But higher inflation could push rates to break out
Average mortgage rates continued to hold steady for the week ending April 12, according to the Primary Mortgage Market Survey released by Freddie Mac.
The 30-year fixed-rate mortgage averaged 4.42%, with an average 0.4 point, increasing slightly from the previous average of 4.4%. A year ago at this time, the mortgage averaged 4.08%.
Rates for the 15-year fixed-rate mortgage averaged 3.87%, with an average 0.4 point, unchanged from the previous survey. The average rate marks an increase from the same week in 2017, which recorded a 3.34% average.
The average rate for the 5-year Treasury-indexed hybrid adjustable-rate mortgage (ARM) inched down to 3.61% from 3.62%. The mortgage had an average 0.3 point. The 5-year ARM averaged 3.18% in the same period last year.
“Mortgage rates have been holding steady over the past two months,” Freddie Mac Deputy Chief Economist Len Kiefer said. “The US weekly average 30-year fixed mortgage rate was 4.42% in this week’s survey. Rates have bounced around 4.4% since mid-February.”
Kiefer said rates could push higher in case the inflation rate continues to rise. He noted that the Consumer Price Index posted its largest 12-month increase in a year with a 2.4% gain over the 12 months ending in March.
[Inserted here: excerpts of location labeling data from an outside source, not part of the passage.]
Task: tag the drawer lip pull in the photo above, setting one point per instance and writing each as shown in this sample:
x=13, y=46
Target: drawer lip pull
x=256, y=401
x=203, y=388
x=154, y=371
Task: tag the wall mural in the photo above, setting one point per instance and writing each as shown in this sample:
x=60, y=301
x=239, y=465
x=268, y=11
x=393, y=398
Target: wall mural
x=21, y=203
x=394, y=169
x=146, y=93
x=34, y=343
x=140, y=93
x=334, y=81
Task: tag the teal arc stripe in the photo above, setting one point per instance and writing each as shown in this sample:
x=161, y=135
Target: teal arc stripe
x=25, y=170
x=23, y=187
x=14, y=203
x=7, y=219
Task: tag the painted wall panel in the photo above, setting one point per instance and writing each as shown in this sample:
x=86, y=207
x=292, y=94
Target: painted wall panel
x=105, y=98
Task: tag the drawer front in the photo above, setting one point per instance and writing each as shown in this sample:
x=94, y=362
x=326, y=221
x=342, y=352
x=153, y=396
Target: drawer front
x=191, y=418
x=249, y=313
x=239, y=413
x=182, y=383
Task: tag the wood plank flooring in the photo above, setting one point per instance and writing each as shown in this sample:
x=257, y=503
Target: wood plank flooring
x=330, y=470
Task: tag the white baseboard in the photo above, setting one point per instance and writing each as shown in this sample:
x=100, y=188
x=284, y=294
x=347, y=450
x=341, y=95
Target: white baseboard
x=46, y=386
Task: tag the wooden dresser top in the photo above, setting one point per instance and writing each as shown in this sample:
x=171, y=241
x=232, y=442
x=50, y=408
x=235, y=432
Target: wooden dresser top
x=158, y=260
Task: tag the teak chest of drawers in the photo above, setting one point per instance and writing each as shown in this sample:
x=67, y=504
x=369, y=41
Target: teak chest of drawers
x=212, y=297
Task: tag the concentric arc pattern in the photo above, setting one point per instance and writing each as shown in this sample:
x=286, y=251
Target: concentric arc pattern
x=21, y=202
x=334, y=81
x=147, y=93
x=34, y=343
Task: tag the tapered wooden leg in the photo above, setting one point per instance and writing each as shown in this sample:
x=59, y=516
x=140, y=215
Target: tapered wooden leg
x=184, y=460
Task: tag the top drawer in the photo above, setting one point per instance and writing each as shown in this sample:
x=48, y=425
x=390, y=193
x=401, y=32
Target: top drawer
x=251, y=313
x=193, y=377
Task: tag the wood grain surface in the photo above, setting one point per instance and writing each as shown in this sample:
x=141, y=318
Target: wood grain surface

Additionally, Kiefer said the Federal Reserve’s Federal Open Market Committee is considering inflation indicators in determining the appropriate path for policy.
“If inflation continues to trend higher, we may see two or three more rate hikes from the Fed this year, and mortgage rates could follow,” Kiefer said. “For now, mortgage rates are still quite low by historical standards, helping to support homebuyer affordability as the spring homebuying season ramps up.”